Dunque quella nomina è un fatto rilevantissimo, un fatto da guardare. Pizzaballa è la presenza-chiave nel crocevia tra il cattolicesimo e il Medio oriente, e anche tra l’occidente e il Medio oriente. Presenza, s’intende, dettata da altra logica rispetto alle politiche di potenza. Chi ha frequentato il Meeting per l’amicizia tra i popoli l’ha potuto constatare, perché è intervenuto in quattro edizioni (2007, 2011, 2014, 2017).

Guardando questa presenza si resta colpiti da alcuni tratti inconfondibili.  Innanzitutto la perseveranza. “Resto” è la prima parola detta da Patriarca. Resto in nome, semplicemente, di una Presenza da testimoniare. Si vede poi come da questa coscienza nasca un’intelligenza acuta della realtà sociale e politica e l’offerta di un contributo per il bene comune cominciando “dal basso”. Ecco le sue parole:  “Resto per camminare tra voi e con voi, nella fede e nella speranza, attendendo la Forza che viene dall’alto. Non posso sottrarmi alla suggestione e al ‘peso’ di questo verbo (restare). È il verbo della pazienza matura, dell’attesa vigile, della fedeltà quotidiana e seria, non sentimentale e passeggera”. “Resto”, s’intende, a Gerusalemme. Questa città non è un dettaglio della storia del mondo: “La Chiesa non può vivere senza Gerusalemme e neanche l’Occidente, perché sono nati lì”… E il compito dei cristiani è quello di stare lì e testimoniare quella presenza con la ‘p’ maiuscola”.

Ma Gerusalemme  è anche “il cuore del mondo, dove convergono tutte le nostre aspirazioni ma anche le tensioni che sono in tutto il mondo”, e la questione israelo-palestinese, ci ricorda Pizzaballa, è decisiva anche se è stata “rimossa dall’agenda pubblica internazionale”.

Pizzaballa è un osservatore eccezionale della situazione mediorientale:  “Il Medio Oriente sta mutando profondamente: lo vediamo in Siria, Iraq, Libano. Questi Paesi sono il campo di battaglia dei grandi player della regione, Turchia, Emirati, Iran, Arabia Saudita, con i loro alleati Russia, Stati Uniti, Cina. L’Europa è da tempo è fuori dai giochi e anche in questi ultimi eventi mi sembra che non sia pervenuta. Tuttavia io credo che finché non ci sarà una soluzione chiara e dignitosa per il popolo palestinese non ci sarà stabilità nella regione. C’è una popolazione di milioni di persone che attende una parola chiara come popolo e come nazione”.
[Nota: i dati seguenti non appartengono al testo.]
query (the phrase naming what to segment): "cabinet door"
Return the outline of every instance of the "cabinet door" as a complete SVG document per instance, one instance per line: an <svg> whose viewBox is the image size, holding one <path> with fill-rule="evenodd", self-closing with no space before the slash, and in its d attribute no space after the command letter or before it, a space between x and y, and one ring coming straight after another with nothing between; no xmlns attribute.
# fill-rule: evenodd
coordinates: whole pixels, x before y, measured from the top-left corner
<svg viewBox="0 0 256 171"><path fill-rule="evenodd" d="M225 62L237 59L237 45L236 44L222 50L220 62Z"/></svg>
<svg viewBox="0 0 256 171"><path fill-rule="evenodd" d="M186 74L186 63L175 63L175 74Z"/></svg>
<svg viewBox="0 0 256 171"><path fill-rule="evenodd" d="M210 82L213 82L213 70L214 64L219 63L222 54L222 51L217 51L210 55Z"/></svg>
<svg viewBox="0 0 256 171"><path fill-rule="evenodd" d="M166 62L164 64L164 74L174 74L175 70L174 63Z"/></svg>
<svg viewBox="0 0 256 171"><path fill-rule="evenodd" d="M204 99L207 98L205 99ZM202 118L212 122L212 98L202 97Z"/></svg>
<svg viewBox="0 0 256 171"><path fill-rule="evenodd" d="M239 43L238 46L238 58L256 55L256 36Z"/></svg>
Per il Patriarca, la soluzione “Due popoli, due Stati”, sostenuta dalla comunità internazionale e dalla Santa Sede, è quella giusta. I palestinesi hanno anch’essi diritto a una terra, a una nazione. Tuttavia “in questo momento è molto difficile realizzarla perché non c’è dialogo tra le due parti. Da anni  israeliani e palestinesi non si parlano più, non c’è fiducia reciproca. La stessa comunità internazionale non è più presente, a parte il sostegno economico all’Autorità palestinese”.
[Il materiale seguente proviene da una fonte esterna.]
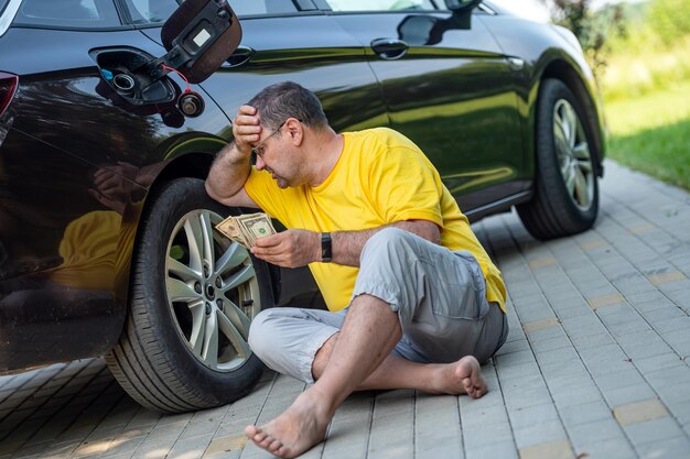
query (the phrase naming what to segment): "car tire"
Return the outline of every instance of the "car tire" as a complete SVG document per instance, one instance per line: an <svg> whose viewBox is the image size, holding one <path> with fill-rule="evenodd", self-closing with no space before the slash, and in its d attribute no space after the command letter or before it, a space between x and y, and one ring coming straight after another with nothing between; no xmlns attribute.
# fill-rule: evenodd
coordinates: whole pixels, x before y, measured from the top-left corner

Politica e diplomazia hanno le armi spuntate, occorre un cammino che coinvolga le persone e le società, un “lavoro sui tempi lunghi. Parlare di pace tra i due oggi è utopia. Servono gesti che ricostruiscono, nel territorio, la fiducia reciproca. Serve visione e leadership adesso assenti in entrambe le parti”. Ed ancora: “Occorre tenere presenti le lezioni e i fallimenti del passato, gli accordi disattesi. Oggi possiamo lavorare nelle scuole, negli ospedali, nei gruppi, nei centri culturali che non sono realtà di nicchia ma un resto importante che resiste”.

Guarda che bell’aria fresca viene dentro dalla finestra aperta. Pizzaballa? Celo.